- Directed by: Amitabh Chakraborty
- Written by: Amitabh Chakraborty Liaquat Ali Surojit Sen
- Produced by: Putul Mahmood
- Starring: See below
- Cinematography: Rafey Mehmood
- Edited by: Amitabh Chakraborty Amit Debnath
- Release date: 2013 (Osian's Cinefan Festival of Asian and Arab Cinema);
- Running time: 97 minutes
- Country: India
- Language: Bengali

= Cosmic Sex =

2013 film directed by Amitabh Chakraborty

Cosmic Sex is a 2013 art-house independent Indian Bengali-language erotic thriller film written and directed by Amitabh Chakraborty and produced by Putul Mahmood. The film deals with the connection between sex and spirituality.

== Plot ==
Cosmic Sex is the story of a young man Kripa who is on the run from sex and violence one night in Kolkata when he meets a woman Sadhavi who strangely resembles his dead mother.
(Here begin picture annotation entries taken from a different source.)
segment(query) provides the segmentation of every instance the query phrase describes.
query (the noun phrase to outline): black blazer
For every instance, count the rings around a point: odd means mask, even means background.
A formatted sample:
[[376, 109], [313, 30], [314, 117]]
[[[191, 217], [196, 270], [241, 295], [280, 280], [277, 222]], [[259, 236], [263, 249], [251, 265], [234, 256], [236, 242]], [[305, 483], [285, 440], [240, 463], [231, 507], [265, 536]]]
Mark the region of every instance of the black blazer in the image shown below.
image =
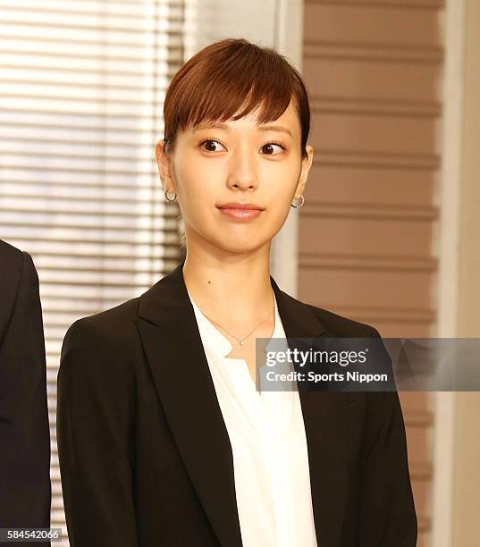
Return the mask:
[[[0, 528], [50, 527], [50, 431], [38, 276], [28, 253], [2, 240], [0, 445]], [[32, 543], [15, 543], [27, 544]]]
[[[183, 264], [141, 297], [76, 321], [63, 341], [57, 440], [72, 547], [242, 544], [232, 448]], [[270, 279], [287, 337], [379, 336]], [[299, 393], [319, 546], [415, 547], [397, 392]]]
She gives him shelter and teaches him to travel inwards through sex.

== Cast ==
- Rii Sen
- Ayushman Mitra
- Murari Mukherjee
- Rwik
- Papia Ghoshal
- Biplab Banerjee

== Release and recognition ==
Lead actress Rii Sen won the Best Actress award at the Osian's Cinefan Festival of Asian and Arab Cinema for her role in the film.

Cosmic Sex was the closing film of the Cine Central Film Festival Kolkata.